現在の地熱発電の開発手法では、地下1,000~3,000メートルに存在する地熱貯留層と呼ばれる熱水や蒸気の溜まり場を掘り当て、生産井で汲み上げ、地上で蒸気と熱水を分離して、その蒸気でタービンを回し発電します。熱水の多くは還元井を通じて再び地下に戻されます。
地熱貯留層のイメージ
地熱発電の大まかな仕組み
日本の地熱貯留層は、複雑かつ細長い形状のものが多く、地下深くにあるこの地熱貯留層を正確に掘り当てるのは難しいといいます。成功率は約30%、1本の井戸を掘るのに数億円もの費用がかかるそうです。このリスクが民間企業にとっては大きな障壁となり、新規参入をためらう要因になっています。
しかし今、世界ではこのようなリスクを大幅に軽減できる「次世代型地熱発電」の開発が進み、実用化が近づいています。
その一つが、クローズドループ方式と呼ばれるものです。
その概念を簡単にご説明すると、地上から2本の井戸を掘り、それらの先端を地下深部で接続します。地下に一定の熱源さえあれば、片方の井戸から注入した水が熱源によって温められ、熱水となってもう一方から出てくるという仕組みです。この方式であれば、地下深くの地熱貯留層を掘り当てる必要がありません。

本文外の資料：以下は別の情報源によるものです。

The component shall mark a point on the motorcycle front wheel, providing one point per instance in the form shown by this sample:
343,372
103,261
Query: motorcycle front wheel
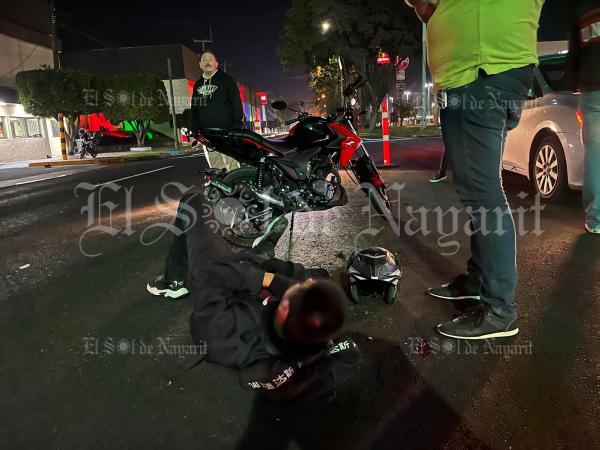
242,217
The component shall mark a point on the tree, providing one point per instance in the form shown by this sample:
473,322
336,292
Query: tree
325,83
137,100
47,92
357,30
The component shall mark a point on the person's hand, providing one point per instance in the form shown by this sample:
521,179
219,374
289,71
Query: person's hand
268,279
424,8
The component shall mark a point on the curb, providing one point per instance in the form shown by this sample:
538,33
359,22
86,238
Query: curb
109,159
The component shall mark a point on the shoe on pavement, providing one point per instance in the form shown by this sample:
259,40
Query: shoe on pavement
318,273
163,288
458,289
592,229
274,231
479,322
438,178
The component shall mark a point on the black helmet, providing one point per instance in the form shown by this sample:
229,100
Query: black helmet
374,270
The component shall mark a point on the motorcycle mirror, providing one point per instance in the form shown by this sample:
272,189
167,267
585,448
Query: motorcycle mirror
279,105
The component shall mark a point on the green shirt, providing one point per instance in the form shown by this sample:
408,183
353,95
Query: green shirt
464,36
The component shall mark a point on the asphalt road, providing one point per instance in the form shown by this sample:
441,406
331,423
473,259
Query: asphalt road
90,360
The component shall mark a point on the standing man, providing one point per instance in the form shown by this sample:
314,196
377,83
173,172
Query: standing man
481,56
216,101
584,71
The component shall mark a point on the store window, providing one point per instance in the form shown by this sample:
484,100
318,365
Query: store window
25,127
3,130
34,128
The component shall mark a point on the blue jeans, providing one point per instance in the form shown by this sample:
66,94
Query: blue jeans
590,106
474,127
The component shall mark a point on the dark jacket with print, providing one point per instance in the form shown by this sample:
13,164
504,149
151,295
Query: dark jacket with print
216,103
584,48
231,318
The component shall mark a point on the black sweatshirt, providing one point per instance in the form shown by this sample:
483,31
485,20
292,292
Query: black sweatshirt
230,317
216,103
584,48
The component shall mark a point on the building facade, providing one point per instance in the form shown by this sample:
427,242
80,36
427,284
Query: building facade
24,45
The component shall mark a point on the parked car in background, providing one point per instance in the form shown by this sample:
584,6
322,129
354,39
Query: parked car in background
547,145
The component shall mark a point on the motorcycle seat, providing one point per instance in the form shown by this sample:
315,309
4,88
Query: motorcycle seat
282,146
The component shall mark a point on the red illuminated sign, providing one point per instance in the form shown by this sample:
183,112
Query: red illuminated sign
263,97
383,58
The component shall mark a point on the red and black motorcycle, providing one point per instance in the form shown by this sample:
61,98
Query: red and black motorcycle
297,173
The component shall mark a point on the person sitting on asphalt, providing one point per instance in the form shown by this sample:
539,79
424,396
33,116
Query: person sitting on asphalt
216,103
584,73
273,321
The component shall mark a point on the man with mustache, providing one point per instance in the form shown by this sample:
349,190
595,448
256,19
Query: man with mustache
216,103
481,56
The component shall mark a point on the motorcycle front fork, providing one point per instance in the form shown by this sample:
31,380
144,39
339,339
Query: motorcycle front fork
260,173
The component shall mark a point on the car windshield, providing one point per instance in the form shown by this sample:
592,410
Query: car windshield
555,74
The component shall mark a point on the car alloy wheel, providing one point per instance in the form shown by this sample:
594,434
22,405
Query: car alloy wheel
546,170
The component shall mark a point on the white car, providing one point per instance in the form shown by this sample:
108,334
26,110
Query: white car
547,145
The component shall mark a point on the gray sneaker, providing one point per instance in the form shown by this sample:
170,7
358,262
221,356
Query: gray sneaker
479,322
461,288
169,289
592,229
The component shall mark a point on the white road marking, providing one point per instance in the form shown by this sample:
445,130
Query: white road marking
42,179
133,176
392,139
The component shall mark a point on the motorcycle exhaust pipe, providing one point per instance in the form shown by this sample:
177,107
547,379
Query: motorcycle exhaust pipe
226,189
268,199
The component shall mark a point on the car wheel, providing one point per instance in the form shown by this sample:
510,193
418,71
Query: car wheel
549,170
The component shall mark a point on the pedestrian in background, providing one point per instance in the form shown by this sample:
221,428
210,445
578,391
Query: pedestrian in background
584,71
481,56
216,103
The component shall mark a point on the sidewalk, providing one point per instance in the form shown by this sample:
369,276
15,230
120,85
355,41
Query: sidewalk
102,158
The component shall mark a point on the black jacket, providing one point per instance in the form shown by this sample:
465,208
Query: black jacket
216,103
584,48
231,318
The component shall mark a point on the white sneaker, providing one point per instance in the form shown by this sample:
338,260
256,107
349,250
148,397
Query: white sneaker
593,230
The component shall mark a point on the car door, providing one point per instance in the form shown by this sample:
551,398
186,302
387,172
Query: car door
518,140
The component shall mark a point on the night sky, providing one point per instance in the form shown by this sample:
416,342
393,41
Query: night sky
245,33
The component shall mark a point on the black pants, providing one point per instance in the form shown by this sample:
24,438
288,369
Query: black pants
196,215
443,164
474,127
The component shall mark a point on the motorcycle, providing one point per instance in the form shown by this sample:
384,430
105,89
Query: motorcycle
89,143
298,173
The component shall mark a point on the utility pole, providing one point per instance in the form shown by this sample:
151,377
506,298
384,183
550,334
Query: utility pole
56,60
56,63
424,98
172,105
205,41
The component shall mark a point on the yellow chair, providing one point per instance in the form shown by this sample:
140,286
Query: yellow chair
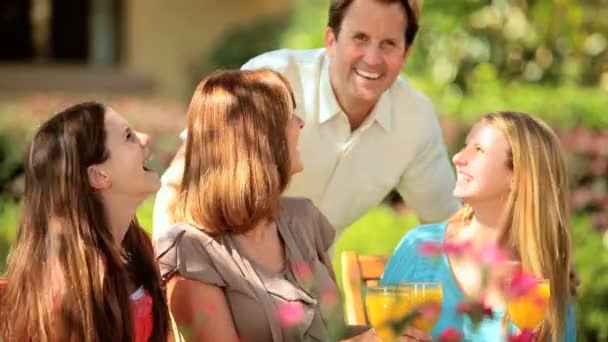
358,271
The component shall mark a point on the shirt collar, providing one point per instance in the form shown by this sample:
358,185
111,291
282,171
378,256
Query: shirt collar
329,106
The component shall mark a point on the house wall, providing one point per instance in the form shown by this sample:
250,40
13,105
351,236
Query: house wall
167,38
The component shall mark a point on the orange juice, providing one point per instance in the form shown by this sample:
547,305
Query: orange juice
380,307
529,311
426,297
385,305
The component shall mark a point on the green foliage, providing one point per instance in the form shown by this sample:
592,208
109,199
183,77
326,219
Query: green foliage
591,258
378,232
9,220
474,56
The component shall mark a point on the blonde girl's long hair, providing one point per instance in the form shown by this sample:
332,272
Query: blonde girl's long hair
538,226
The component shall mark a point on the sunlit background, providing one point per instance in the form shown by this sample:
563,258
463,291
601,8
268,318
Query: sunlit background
144,58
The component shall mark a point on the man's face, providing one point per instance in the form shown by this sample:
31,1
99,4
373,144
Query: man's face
368,52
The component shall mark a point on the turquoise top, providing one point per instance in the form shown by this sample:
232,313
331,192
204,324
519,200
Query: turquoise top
406,264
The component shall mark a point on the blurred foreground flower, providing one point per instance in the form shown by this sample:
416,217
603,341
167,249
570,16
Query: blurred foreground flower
525,335
450,335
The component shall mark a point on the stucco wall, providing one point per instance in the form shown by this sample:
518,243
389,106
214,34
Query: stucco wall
164,38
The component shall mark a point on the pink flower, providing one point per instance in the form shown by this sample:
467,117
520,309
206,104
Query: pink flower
463,307
290,314
525,335
450,335
521,283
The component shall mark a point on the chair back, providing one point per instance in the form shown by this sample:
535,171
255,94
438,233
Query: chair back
357,272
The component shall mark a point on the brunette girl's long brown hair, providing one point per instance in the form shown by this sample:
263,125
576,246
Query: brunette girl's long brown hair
66,279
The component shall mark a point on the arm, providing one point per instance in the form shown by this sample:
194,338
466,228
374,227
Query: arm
428,182
200,310
570,333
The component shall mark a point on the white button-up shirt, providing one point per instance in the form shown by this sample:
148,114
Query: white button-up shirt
346,173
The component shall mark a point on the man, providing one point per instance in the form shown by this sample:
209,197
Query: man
366,130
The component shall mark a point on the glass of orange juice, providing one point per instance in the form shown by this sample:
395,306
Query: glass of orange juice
380,306
529,310
425,297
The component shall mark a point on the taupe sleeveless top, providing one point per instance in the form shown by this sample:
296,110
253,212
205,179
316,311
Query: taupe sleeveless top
253,294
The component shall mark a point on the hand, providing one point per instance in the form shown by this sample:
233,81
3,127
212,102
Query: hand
575,281
411,334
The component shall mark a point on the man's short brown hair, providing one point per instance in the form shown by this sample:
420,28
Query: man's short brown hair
338,9
237,160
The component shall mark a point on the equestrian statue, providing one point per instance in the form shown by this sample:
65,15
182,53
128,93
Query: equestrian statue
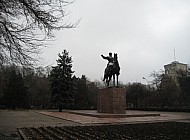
112,69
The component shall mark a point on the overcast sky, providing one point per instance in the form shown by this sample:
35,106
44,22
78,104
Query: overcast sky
144,33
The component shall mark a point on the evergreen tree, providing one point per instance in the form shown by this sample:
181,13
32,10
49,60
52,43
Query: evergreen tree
15,91
62,85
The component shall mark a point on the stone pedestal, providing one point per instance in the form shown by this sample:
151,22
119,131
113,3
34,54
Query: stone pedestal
111,100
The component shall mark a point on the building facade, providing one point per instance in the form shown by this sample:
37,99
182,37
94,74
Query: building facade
173,68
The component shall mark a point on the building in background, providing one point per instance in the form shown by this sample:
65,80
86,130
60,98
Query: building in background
173,68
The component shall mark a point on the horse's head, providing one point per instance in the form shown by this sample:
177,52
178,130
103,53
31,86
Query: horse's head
115,56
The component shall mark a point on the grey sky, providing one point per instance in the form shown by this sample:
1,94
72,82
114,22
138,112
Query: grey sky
144,33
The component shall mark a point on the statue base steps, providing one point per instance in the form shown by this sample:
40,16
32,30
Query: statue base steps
111,100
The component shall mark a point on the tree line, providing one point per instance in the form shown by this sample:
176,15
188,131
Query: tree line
49,87
58,87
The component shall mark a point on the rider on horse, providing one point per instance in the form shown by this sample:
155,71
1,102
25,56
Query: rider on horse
109,65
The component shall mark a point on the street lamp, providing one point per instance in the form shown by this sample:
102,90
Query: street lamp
148,91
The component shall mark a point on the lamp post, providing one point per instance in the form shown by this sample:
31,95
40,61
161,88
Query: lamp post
148,90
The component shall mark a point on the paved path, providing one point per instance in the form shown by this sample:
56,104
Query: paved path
88,120
11,120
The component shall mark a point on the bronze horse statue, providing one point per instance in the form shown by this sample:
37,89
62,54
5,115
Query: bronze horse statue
113,70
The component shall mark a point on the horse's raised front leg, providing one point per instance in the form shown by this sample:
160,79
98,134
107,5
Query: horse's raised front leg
113,79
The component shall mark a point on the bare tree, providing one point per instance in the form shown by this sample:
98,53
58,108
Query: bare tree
25,25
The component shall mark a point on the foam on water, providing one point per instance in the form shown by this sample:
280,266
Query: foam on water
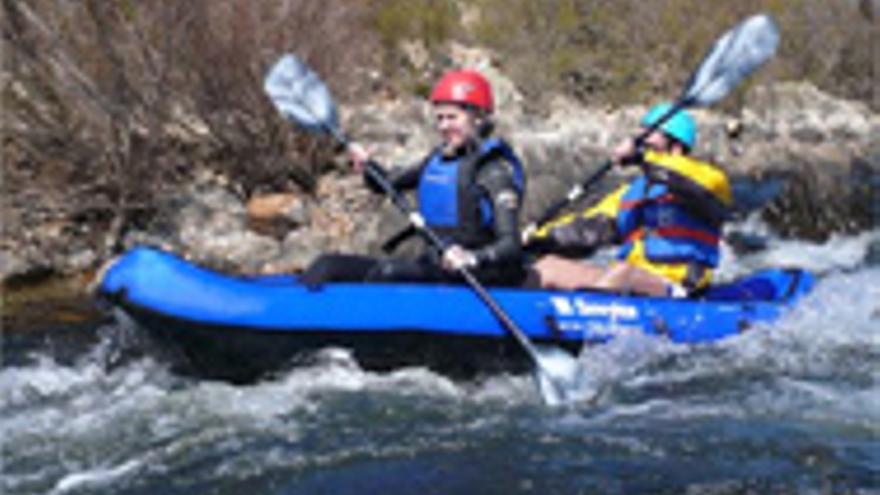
87,427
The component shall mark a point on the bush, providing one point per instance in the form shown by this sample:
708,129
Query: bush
111,103
625,51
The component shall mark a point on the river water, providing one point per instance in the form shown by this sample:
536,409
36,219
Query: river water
789,408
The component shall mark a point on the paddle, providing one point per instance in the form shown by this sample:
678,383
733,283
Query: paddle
733,56
303,99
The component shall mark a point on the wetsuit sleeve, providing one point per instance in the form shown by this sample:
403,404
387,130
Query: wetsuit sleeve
704,187
496,180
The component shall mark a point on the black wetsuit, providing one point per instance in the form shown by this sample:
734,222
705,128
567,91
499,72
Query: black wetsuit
496,246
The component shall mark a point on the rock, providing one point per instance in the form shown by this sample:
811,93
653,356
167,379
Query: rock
275,214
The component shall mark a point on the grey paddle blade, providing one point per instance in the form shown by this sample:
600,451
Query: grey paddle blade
731,59
300,95
560,377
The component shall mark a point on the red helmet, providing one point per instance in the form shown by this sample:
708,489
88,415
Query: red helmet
466,87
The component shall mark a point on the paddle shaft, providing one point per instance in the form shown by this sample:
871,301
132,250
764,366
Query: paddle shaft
581,189
417,221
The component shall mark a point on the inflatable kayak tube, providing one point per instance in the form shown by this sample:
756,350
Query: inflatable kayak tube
241,328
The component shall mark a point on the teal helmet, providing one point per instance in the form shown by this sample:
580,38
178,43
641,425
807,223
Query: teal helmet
681,126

クローズドループ方式のイメージ図(Eavor社より提供)
カナダの新興企業エバー(Eavor)社は、クローズドループ方式による次世代型地熱発電の開発を進めています。ドイツ南部・ミュンヘン近郊では、日本の中部電力も参画するプロジェクトで、今年中の運転開始を予定しています。
ドイツで開発中のクローズドループ方式地熱発電所(Eavor社より提供)
クローズドループ方式に関する調査によれば、日本のような火山国では、地下深部に十分な熱源が存在するため、理論上は、日本のほぼ全土で発電が可能だとされています。つまり、これまで山奥でしか開発できなかった地熱発電が、より都市に近い場所でも利用できるようになる可能性があるのです。
世界では米国や欧州などで、クローズドループ方式以外にも、EGS(強化地熱)方式など、さまざまな次世代型地熱発電の開発が、実用化を目指して進められています。アメリカ・トランプ政権においても、地熱発電への税制優遇は維持されました。地熱発電は、化石燃料開発で培われた掘削技術を応用しやすく、設備利用率が75%以上と高いため、ベースロード電源としても高く評価されています。
開発にかかるコストをどれだけ下げられるかなど課題もありますが、AIなどによる電力需要の高まりが予想される中、次世代型地熱発電が電力を安定的に供給する重要な存在になることが期待されます。これからも取材を続けます。